We introduce a novel concept of dual-system simulationsound non-interactive zero-knowledge (NIZK) proofs. Dual-system NIZK proof system can be seen as a two-tier proof system. As opposed to the usual notion of zero-knowledge proofs, dual-system defines an intermediate partial-simulation world, where the proof simulator may have access to additional auxiliary information about the word, for example a membership bit, and simulation of proofs is only guaranteed if the membership bit is correct. Further, dual-system NIZK proofs allow a quasi-adaptive setting where the CRS can be generated based on language parameters. This allows for the further possibility that the partial-world CRS simulator may have access to additional trapdoors related to the language parameters.
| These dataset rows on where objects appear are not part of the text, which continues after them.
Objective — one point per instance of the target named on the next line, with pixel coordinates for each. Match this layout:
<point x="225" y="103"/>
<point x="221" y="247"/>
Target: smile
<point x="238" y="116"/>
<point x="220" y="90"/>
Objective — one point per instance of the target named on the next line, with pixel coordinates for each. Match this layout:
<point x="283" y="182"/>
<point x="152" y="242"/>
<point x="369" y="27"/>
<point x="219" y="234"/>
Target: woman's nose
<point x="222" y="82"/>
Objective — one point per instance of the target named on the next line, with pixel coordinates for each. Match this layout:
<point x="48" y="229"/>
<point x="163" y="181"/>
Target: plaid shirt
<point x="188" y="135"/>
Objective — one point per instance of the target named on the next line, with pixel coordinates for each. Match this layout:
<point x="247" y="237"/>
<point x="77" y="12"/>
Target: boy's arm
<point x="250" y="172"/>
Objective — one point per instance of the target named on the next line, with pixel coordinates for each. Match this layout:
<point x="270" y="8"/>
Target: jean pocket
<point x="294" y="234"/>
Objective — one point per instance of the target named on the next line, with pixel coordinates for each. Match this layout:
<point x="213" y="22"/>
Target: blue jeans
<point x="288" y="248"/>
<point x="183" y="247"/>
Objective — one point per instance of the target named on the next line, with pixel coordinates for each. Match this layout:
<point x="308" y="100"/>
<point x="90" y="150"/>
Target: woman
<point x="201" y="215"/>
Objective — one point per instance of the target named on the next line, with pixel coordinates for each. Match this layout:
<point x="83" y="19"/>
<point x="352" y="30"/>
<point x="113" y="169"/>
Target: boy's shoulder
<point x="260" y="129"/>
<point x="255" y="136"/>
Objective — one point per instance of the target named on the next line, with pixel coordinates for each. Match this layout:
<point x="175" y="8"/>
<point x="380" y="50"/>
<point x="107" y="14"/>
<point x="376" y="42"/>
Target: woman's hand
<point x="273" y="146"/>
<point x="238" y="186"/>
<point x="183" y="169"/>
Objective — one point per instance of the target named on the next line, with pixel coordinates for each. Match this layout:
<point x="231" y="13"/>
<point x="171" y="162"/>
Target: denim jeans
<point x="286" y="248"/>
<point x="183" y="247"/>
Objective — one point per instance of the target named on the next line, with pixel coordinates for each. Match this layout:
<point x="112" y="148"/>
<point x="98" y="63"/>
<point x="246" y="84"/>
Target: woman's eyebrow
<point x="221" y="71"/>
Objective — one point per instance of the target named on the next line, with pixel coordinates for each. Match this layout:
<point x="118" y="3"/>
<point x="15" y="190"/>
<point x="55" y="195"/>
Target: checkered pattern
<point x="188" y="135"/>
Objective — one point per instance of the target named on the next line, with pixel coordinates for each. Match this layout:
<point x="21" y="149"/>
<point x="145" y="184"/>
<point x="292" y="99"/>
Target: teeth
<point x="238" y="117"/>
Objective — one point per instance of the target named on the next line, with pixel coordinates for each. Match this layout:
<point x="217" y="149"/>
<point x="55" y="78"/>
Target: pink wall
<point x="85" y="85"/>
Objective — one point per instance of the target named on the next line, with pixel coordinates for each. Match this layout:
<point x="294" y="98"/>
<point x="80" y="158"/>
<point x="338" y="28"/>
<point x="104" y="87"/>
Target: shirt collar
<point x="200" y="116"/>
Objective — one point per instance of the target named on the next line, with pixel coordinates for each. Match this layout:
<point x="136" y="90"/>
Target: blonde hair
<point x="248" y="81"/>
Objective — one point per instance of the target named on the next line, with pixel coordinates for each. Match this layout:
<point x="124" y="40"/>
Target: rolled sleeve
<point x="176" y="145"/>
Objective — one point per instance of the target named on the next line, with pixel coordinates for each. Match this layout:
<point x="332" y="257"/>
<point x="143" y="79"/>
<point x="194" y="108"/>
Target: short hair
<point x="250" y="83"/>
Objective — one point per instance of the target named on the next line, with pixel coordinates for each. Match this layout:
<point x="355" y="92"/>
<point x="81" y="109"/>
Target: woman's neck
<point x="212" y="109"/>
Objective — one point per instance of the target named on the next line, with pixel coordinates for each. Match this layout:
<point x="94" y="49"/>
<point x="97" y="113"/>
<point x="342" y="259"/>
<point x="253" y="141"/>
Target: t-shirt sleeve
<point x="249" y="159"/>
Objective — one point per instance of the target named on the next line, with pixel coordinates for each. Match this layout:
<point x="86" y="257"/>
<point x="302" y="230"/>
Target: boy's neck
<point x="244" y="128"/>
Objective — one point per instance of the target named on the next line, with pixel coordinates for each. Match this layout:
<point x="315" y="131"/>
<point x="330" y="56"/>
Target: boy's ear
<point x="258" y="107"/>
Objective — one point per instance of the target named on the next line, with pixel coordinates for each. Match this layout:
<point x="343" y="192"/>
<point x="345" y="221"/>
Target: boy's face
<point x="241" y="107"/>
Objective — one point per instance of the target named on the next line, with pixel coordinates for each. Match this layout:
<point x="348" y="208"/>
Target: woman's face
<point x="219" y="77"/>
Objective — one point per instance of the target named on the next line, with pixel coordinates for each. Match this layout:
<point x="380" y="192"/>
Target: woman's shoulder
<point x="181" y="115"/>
We show that for important hard languages like the Diffie-Hellman language, such dual-system proof systems can be given which allow unbounded partial simulation soundness, and which further allow transition between partial simulation world and single-theorem full simulation world even when proofs are sought on non-members. The construction is surprisingly simple, involving only two additional group elements for general linear-subspace languages in asymmetric bilinear pairing groups. As a direct application we give a short keyed-homomorphic CCAsecure encryption scheme. The ciphertext in this scheme consists of only six group elements (under the SXDH assumption) and the security reduction is tight. An earlier scheme of Libert et al. based on their efficient unbounded simulation-sound QA-NIZK proofs only provided a loose security reduction, and further had ciphertexts almost twice as long as ours. We also show a single-round universally-composable password authenticated key-exchange (UC-PAKE) protocol which is secure under adaptive corruption in the erasure model. The single message flow only requires four group elements under the SXDH assumption. This is the shortest known UC-PAKE even without considering adaptive corruption. The latest published scheme which considered adaptive corruption, by Abdalla et al [ABB+13], required non-constant (more than 10 times the bit-size of the password) number of group elements.